O relator da proposta, Kássio Nunes, registrou um voto vencido e defendia a inclusão dos vigilantes como uma atividade que daria direito à aposentadoria especial pelo Instituto Nacional do Seguro Social (INSS).
Os ministros que se posicionaram contra a aposentadoria especial foram:
- Alexandre de Moraes
- Cristiano Zanin
- Luiz Fux
- Dias Toffoli
- André Mendonça
- Gilmar Mendes
Os que votaram a favor foram:
- Kassio Nunes (relator)
- Flávio Dino
- Cármen Lúcia
- Edson Fachin
O julgamento no plenário virtual da Corte visa avaliar um recurso do INSS que busca revertir uma decisão do Superior Tribunal de Justiça (STJ), que havia reconhecido o benefício. O INSS argumenta que a atividade de vigilante é considerada apenas como atividade perigosa sem exposição a agentes nocivos e que, portanto, não justifica a aposentadoria especial, apenas um adicional de periculosidade.
Segundo os cálculos do instituto, conceder o benefício acarretaria um custo de R$ 154 bilhões em 35 anos. Essa discussão está vinculada às mudanças da reforma da previdência de 2019, que estabelece critérios mais rigorosos para a concessão da aposentadoria especial, considerando apenas atividades com efetiva exposição a agentes químicos, físicos e biológicos prejudiciais à saúde.
O ministro Alexandre de Moraes argumentou que a periculosidade não é inerente à função de vigilante e que a aposentadoria especial não deve ser estendida a estes profissionais.
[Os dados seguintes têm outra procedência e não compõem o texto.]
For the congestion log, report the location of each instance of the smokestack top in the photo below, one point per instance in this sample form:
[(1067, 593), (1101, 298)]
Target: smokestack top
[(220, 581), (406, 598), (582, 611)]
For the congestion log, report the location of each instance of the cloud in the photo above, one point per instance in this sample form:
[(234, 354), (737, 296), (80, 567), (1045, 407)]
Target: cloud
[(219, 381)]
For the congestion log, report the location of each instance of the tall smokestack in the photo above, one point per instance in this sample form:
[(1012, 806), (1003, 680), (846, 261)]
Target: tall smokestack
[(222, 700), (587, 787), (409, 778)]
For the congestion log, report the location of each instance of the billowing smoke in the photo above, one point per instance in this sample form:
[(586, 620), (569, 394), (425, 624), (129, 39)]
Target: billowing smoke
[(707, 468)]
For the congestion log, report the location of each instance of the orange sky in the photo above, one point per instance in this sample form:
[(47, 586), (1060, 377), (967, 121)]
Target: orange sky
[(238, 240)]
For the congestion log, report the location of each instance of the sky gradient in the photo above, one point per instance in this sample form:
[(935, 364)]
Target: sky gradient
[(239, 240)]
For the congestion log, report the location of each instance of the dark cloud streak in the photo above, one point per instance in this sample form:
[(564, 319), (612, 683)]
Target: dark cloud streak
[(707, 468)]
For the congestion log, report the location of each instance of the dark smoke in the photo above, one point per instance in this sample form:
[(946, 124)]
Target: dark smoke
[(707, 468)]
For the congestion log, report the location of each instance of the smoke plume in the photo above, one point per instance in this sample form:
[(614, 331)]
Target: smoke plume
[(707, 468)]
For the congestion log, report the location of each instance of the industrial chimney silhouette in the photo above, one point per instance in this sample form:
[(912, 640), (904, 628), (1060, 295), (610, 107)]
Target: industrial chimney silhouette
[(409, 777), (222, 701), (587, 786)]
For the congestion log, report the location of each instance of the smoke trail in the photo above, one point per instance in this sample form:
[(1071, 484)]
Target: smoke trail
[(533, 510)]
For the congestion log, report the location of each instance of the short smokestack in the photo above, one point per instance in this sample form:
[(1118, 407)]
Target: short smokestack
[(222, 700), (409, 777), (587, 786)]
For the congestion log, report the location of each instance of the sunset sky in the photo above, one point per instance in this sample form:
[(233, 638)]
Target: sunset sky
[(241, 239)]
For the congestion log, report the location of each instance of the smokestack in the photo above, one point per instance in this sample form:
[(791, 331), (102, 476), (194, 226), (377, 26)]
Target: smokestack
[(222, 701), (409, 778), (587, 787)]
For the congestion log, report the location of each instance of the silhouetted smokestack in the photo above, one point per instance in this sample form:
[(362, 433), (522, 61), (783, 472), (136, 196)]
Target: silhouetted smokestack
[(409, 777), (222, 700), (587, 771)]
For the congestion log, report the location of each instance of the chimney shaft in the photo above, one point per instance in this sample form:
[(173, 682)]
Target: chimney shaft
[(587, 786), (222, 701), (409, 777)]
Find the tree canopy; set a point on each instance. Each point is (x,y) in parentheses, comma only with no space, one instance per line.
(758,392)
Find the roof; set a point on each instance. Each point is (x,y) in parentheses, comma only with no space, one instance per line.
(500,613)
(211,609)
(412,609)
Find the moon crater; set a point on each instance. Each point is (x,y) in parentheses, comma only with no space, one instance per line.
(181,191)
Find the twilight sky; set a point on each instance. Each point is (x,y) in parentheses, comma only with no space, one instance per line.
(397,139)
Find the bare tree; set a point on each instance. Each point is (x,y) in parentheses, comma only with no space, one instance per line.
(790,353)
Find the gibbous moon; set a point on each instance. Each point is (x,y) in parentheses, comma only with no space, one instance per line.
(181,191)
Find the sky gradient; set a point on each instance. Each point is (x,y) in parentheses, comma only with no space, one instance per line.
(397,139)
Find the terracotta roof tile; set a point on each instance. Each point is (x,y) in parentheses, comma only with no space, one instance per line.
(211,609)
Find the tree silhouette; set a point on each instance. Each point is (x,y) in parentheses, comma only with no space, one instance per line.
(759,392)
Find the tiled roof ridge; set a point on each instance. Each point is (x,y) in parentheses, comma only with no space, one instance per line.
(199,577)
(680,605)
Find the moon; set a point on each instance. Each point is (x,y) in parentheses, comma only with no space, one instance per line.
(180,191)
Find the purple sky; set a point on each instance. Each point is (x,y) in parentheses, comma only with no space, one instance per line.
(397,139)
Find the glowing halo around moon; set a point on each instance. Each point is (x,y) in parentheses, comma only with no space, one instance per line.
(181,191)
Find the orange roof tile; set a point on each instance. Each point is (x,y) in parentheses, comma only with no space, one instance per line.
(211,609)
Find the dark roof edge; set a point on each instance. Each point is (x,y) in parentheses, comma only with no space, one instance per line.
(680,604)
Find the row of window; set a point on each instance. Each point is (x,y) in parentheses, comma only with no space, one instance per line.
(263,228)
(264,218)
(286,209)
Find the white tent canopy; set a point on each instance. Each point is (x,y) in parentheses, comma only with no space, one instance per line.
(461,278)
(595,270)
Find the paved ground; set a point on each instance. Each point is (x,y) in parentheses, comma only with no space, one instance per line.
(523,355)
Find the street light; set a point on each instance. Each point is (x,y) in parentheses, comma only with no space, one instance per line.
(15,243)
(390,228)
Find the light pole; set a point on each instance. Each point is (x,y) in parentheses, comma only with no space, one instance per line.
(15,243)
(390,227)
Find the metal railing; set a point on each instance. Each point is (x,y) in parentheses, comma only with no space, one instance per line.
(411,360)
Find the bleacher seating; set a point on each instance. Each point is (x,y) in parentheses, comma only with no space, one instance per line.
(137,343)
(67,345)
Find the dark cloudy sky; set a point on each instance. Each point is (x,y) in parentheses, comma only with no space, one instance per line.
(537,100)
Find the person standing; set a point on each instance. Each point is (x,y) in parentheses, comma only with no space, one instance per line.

Ele disse: “A atividade de vigilante, com ou sem o uso de arma de fogo, não se caracteriza como especial”.
Por outro lado, o relator Kássio Nunes defendeu que os vigilantes enfrentam riscos à saúde mental e integridade física, propondo que era viável reconhecer a atividade como especial, independentemente do porte de arma, mesmo antes da Emenda Constitucional n. 103/2019.
“É possível o reconhecimento da atividade de vigilante como especial, com ou sem o uso de arma de fogo, tendo em vista os prejuízos à saúde mental e os riscos à integridade física do trabalhador”, afirmou Nunes Marques.